Awesome

Shaking Up VLMs: Comparing Transformers and Structured State Space Models for Vision & Language Modeling (EMNLP 2024)

[Paper][Model Checkpoints][Data][Training]

Requirements

conda create -p ~/sharedscratch/conda_envs/athnlp2024-cu12 python=3.10

# Install dependencies
poetry install

# Install flash attention / mamba

poe install-flash-attn
poe install-mamba-ssm
poe install-causal-conv1d

Model Checkpoints 🤗

Pretrained Checkpoints

Model
Pythia-VL-1B
Mamba-VL-790M
Pythia-VL-1.4B
Mamba-VL-1.4B
Pythia-VL-2.8B
Mamba-VL-2.8B

Instruction-tuned Checkpoints

Model	COCO	NoCaps	VQAv2	GQA	V7W (test-T)	VSR	POPE	RefCOCO (testA)	RefCOCO (testB)	RefCOCO+ (testA)	RefCOCO+ (testB)	RefCOCOg	V7W (test-P)	TextCaps	TextVQA	AI2D

Pythia-VL-1B	132.89	97.61	72.26	53.79	81.96	72.43	86.77	76.00	62.48	45.36	47.44	67.58	83.78	92.73	35.22	77.62
Mamba-VL-790M	133.81	99.00	71.67	54.95	81.82	75.39	86.77	67.84	56.35	57.97	41.43	59.16	74.01	94.30	40.72	79.27
Pythia-VL-1.4B	134.06	100.72	73.57	57.05	83.06	77.72	86.40	82.43	68.39	72.35	55.16	72.56	86.13	94.60	37.54	79.27
Mamba-VL-1.4B	134.76	100.56	74.46	58.44	83.78	80.18	85.32	76.60	63.48	68.40	52.11	68.82	80.18	98.68	41.30	80.86
Pythia-VL-2.8B	134.97	101.27	75.08	59.76	84.34	80.86	86.87	85.39	70.82	75.39	58.62	76.24	86.61	99.74	39.14	81.57
Mamba-VL-2.8B	135.53	102.00	76.08	60.41	85.31	81.45	87.33	79.29	64.97	71.64	53.94	71.27	82.50	100.47	42.14	83.71

Data

Instructions for specific datasets

GRIT

GRIT is downloaded using img2dataset. Note that some of the urls may not be available by the time of the downloading

./scripts/download_grit.sh storage/datasets/grit_url_folder storage/datasets/grit

To avoid training on the whole data, filter out grit by the noun_phrases (see appendix in the paper for full details)

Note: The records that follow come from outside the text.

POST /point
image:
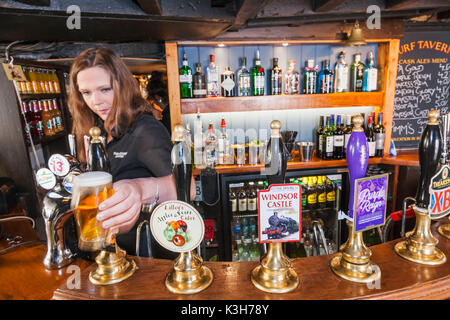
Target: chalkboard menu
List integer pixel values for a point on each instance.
(423, 82)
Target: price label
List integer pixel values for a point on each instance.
(177, 226)
(45, 178)
(59, 165)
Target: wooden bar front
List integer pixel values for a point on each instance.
(23, 276)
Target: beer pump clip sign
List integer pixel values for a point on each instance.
(177, 226)
(440, 194)
(369, 208)
(279, 211)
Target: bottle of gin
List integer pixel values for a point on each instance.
(199, 82)
(258, 77)
(212, 78)
(341, 74)
(275, 78)
(292, 79)
(243, 76)
(227, 83)
(325, 80)
(185, 79)
(310, 78)
(370, 74)
(357, 74)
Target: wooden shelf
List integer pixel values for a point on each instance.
(282, 102)
(407, 159)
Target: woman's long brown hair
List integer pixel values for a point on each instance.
(127, 105)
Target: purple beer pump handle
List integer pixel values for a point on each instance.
(357, 161)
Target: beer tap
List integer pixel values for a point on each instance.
(59, 223)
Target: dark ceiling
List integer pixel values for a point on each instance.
(147, 23)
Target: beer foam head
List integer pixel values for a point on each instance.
(93, 179)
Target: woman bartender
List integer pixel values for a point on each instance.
(104, 93)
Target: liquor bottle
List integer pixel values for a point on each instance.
(338, 141)
(292, 80)
(97, 158)
(182, 165)
(232, 197)
(357, 74)
(212, 78)
(198, 142)
(331, 192)
(347, 131)
(185, 79)
(370, 74)
(258, 77)
(379, 136)
(223, 145)
(244, 83)
(371, 140)
(47, 118)
(242, 201)
(275, 167)
(252, 206)
(341, 74)
(37, 122)
(276, 78)
(325, 78)
(199, 82)
(321, 193)
(327, 144)
(319, 139)
(210, 147)
(227, 83)
(310, 78)
(311, 199)
(57, 116)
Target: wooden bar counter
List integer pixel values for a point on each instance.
(23, 276)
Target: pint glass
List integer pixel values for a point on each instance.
(89, 190)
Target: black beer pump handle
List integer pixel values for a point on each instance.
(430, 149)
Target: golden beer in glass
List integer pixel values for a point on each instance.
(89, 190)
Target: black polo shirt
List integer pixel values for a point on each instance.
(143, 151)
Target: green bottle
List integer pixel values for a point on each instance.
(357, 74)
(258, 77)
(185, 79)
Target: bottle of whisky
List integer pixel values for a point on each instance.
(185, 79)
(244, 83)
(227, 83)
(212, 78)
(357, 74)
(258, 77)
(379, 136)
(310, 78)
(292, 82)
(341, 74)
(325, 79)
(338, 141)
(199, 82)
(275, 78)
(370, 74)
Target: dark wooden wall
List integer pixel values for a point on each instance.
(14, 159)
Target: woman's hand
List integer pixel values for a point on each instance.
(122, 209)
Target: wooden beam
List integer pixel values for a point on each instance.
(325, 5)
(150, 6)
(248, 10)
(41, 3)
(173, 84)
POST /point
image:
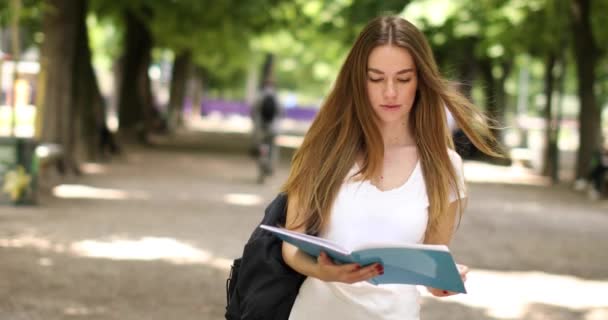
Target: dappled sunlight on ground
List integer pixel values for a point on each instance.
(509, 295)
(77, 191)
(118, 248)
(243, 199)
(480, 172)
(93, 168)
(149, 248)
(84, 311)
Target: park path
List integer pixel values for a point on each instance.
(151, 234)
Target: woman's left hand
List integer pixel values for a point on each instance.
(463, 270)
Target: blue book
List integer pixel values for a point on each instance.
(415, 264)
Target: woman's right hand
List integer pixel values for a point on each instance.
(327, 270)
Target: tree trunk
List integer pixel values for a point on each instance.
(267, 70)
(57, 56)
(550, 138)
(467, 71)
(134, 101)
(585, 52)
(87, 97)
(179, 77)
(491, 99)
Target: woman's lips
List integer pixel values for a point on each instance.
(390, 106)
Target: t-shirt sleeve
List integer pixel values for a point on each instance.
(459, 171)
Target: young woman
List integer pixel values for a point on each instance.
(377, 165)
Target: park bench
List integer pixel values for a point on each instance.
(49, 154)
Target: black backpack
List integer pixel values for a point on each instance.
(261, 285)
(268, 108)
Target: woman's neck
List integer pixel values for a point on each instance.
(396, 134)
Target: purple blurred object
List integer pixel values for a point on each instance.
(241, 108)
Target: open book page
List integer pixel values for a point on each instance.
(419, 246)
(415, 264)
(311, 244)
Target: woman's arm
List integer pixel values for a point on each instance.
(322, 268)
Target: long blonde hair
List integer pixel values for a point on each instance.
(344, 129)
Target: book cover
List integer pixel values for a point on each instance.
(415, 264)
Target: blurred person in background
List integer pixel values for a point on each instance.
(595, 181)
(265, 114)
(377, 166)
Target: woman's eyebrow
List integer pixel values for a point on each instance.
(398, 72)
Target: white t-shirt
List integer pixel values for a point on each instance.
(364, 214)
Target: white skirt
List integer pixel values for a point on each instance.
(332, 300)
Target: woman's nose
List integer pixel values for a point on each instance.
(390, 91)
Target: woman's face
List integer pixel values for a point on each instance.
(391, 82)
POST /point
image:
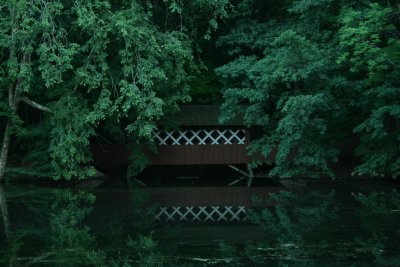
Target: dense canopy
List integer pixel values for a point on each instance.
(319, 77)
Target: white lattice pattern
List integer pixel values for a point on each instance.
(201, 214)
(200, 137)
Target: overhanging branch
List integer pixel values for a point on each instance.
(35, 105)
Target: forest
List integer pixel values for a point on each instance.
(319, 77)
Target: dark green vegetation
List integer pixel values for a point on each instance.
(64, 227)
(319, 77)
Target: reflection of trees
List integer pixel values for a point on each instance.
(379, 217)
(293, 225)
(4, 214)
(70, 240)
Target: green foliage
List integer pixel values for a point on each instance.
(121, 63)
(312, 75)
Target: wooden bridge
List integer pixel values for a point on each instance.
(200, 140)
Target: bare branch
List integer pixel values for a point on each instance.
(35, 105)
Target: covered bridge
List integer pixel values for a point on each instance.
(197, 138)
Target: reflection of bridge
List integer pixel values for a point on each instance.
(205, 204)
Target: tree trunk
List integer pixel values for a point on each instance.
(4, 214)
(4, 150)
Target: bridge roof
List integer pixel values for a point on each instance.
(198, 115)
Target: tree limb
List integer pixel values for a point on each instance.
(35, 105)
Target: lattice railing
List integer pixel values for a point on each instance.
(200, 137)
(201, 214)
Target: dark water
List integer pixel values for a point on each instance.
(113, 227)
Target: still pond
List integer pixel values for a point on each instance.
(341, 225)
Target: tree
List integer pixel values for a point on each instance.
(311, 74)
(93, 63)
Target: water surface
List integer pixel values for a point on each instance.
(114, 226)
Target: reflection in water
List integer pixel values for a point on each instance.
(379, 220)
(114, 227)
(4, 214)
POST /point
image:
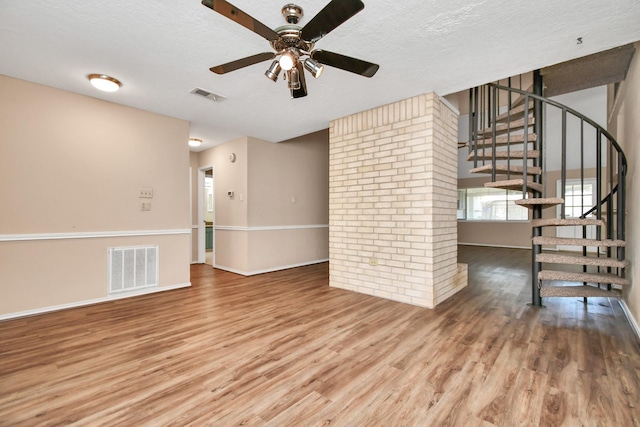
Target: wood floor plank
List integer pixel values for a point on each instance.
(284, 348)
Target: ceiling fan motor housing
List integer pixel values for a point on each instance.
(292, 13)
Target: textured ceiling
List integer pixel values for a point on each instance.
(162, 49)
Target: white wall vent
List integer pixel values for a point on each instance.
(132, 268)
(209, 95)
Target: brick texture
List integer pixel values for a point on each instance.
(392, 202)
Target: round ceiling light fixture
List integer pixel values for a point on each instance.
(104, 83)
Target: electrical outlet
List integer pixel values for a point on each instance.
(145, 193)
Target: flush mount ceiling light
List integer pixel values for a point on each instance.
(104, 83)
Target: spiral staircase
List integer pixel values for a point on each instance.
(507, 141)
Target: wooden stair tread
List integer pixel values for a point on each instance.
(559, 222)
(521, 98)
(486, 154)
(543, 240)
(508, 127)
(568, 276)
(544, 202)
(515, 184)
(506, 140)
(563, 258)
(507, 169)
(577, 291)
(516, 112)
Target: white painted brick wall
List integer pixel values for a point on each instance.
(392, 207)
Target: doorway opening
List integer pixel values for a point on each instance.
(206, 216)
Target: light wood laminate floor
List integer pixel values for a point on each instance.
(285, 349)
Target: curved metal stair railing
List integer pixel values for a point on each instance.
(509, 135)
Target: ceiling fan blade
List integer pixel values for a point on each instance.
(347, 63)
(329, 18)
(299, 93)
(241, 63)
(235, 14)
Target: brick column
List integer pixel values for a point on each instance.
(392, 202)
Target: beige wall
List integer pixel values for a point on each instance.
(392, 202)
(278, 217)
(289, 181)
(71, 166)
(626, 127)
(193, 180)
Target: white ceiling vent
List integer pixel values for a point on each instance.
(209, 95)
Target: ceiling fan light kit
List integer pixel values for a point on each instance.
(294, 44)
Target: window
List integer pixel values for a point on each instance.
(490, 204)
(578, 198)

python prepare_grit_dataset.py \
	--cache_dir /path/to/downloaded/grit \
	--output_folder /path/to/downsampled/grit \
	--downsample_images \
	--check_overlap

OCRVQA

We also filter out examples from OCRVQA (see appendix in the paper for details)

python filter_out_ocrvqa_images.py \
	--cache_dir /path/to/downloaded/ocrvqa \
	--output_json /path/to/filtered/ocrvqa/examples \

Prepare pretraining dataset

python prepare_dataset.py \
	--dataset_subset llava_pretrain \
	--root_dataset_path storage/datasets \
	--cache_dir storage/datasets/vl_mamba \

Prepare instruction tuning dataset

python prepare_dataset.py \
	--dataset_subset instruction_tuning \
	--root_dataset_path storage/datasets \
	--cache_dir storage/datasets/vl_mamba \

Prepare a single dataset

python prepare_dataset.py \
	--dataset_subset coco \
	--root_dataset_path storage/datasets \
	--cache_dir storage/datasets/vl_mamba \

see DatasetNames in src/vl_mamba/datamodels/datamodels.py for the names of different datasets

Training

Pretraining

Pythia

./scripts/pretrain_pythia.sh

Mamba

./scripts/pretrain_mamba.sh

Instruction-tuning

Pythia

./scripts/finetune_pythia.sh path/to/pretrained/pythia/model /path/to/dataset/cache /path/to/root/dataset/path /output/model/directory wandb_run_name

Mamba

./scripts/finetune_mamba.sh path/to/pretrained/mamba/model /path/to/dataset/cache /path/to/root/dataset/path /output/model/directory wandb_run_name

Training logs

All the logs regarding pretraining / finetuning can be found on wandb Note that some of the runs were resumed from a previous checkpoint.